The mass migration was one of the most significant in European history, equivalent to the colonisation of the Americas, and was a transformative period in terms of the change in languages and culture that it brought about, the researchers believe.

“The single most important finding from our study is that the Bronze Age, which is relatively recent, is when the major genetic landscape affecting modern-day Europeans was formed. It’s a surprise as it happened so recently,” said Eske Willerslev, professor of evolutionary genetics at the University of Copenhagen.

“Our study is the first, real large-scale population genomic study ever undertaken on ancient individuals. We analysed genome sequence data from 101 past individuals. This is more than a doubling of the number of genomic sequenced individuals of prehistoric man generated to date,” Professor Willerslev said.

“The results show that the genetic composition and distribution of peoples in Europe and Asia today is a surprisingly late phenomenon, only a few thousand years old,” he said.

The genomic analysis, published in the journal Nature, indicates that the Yamnaya people who lived in the Caucuses about 5,000 years ago were responsible for spreading not just their innovative cultural ideas and languages, but their DNA across a vast area extending from the Urals to Scandinavia.

They effectively replaced the older Neolithic farmers and hunter-gatherers who had occupied the northern Europe for thousands of years previously, presumably aided by the Yamnaya’s ability to smelt bronze and copper and herd cattle, Professor Willerslev said.

“They brought with them new technology, new family structures, new religion and new ways of burying their dead. They also brought the start of cities. They were a high-tech culture,” he said.

The Yamnaya also probably introduced genes for brown eyes, pale skin and tall stature to northern Europeans in the third millennium BC, which at that time was inhabited by dark skinned, blue-eyed, short people, he said.

Crucially, they also brought the lactose-tolerance mutation that would allow adults to drink cow’s milk, a useful genetic attribute for healthy nutrition.

“Previously, the common belief was that lactose tolerance developed in the Balkans or in the Middle East in connection with the introduction of farming during the Stone Age,” said Martin Sikora of the Natural History Museum in Copenhagen, a co-author of the study.

“But now we can see that even late in the Bronze Age the mutation that gives rise to the tolerance is rare in Europe. We think that it may have been introduced into Europe with the Yamnaya herders from the Caucasus but that the selection that has made most Europeans lactose tolerant has happened at a much later time,” Dr Sikora said.

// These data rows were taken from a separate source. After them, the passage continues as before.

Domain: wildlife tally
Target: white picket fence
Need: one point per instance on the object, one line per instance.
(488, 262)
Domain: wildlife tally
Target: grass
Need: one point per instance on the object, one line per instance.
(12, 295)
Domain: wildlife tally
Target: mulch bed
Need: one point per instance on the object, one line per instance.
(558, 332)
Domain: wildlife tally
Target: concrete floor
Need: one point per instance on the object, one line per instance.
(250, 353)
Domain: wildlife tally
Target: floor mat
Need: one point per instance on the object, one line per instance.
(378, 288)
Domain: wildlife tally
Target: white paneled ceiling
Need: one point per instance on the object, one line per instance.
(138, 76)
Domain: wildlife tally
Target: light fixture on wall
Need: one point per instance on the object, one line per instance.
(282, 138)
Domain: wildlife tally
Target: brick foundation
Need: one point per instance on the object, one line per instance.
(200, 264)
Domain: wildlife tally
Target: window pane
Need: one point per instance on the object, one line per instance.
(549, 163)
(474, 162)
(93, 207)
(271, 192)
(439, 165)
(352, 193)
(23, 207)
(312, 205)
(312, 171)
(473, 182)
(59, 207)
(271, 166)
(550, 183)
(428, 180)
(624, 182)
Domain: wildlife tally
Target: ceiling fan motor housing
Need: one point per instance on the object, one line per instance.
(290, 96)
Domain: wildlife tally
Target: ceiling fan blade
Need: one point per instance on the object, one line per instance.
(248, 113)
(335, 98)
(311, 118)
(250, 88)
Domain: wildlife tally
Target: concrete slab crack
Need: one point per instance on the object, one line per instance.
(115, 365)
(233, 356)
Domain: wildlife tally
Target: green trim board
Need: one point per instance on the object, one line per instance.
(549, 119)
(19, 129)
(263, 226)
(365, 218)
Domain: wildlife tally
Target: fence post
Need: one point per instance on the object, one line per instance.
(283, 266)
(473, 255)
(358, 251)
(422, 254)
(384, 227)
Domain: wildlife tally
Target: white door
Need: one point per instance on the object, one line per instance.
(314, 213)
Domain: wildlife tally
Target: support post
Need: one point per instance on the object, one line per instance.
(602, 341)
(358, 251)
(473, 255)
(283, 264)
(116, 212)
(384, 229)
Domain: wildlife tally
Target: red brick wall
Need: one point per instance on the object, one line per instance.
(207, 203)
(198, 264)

Professor Kristian Kristiansen, an archaeologist at the University of Gothenburg, said the study resolves some of the questions about whether this period in prehistory was dominated by the movement of ideas or the migration and settlement of people en masse.

“The old Neolithic farming cultures were replaced by a completely new perception of family, property and personhood. I and other archaeologists share the opinion that these changes came about as a result of massive migrations,” Professor Kristiansen said.

The study, led by Morten Allentoft of the Natural History Museum in Copenhagen, also found that the Yamnaya people migrated east to occupy parts of Central Asia. They were eventually replaced by eastern Asians about 2,000 years ago.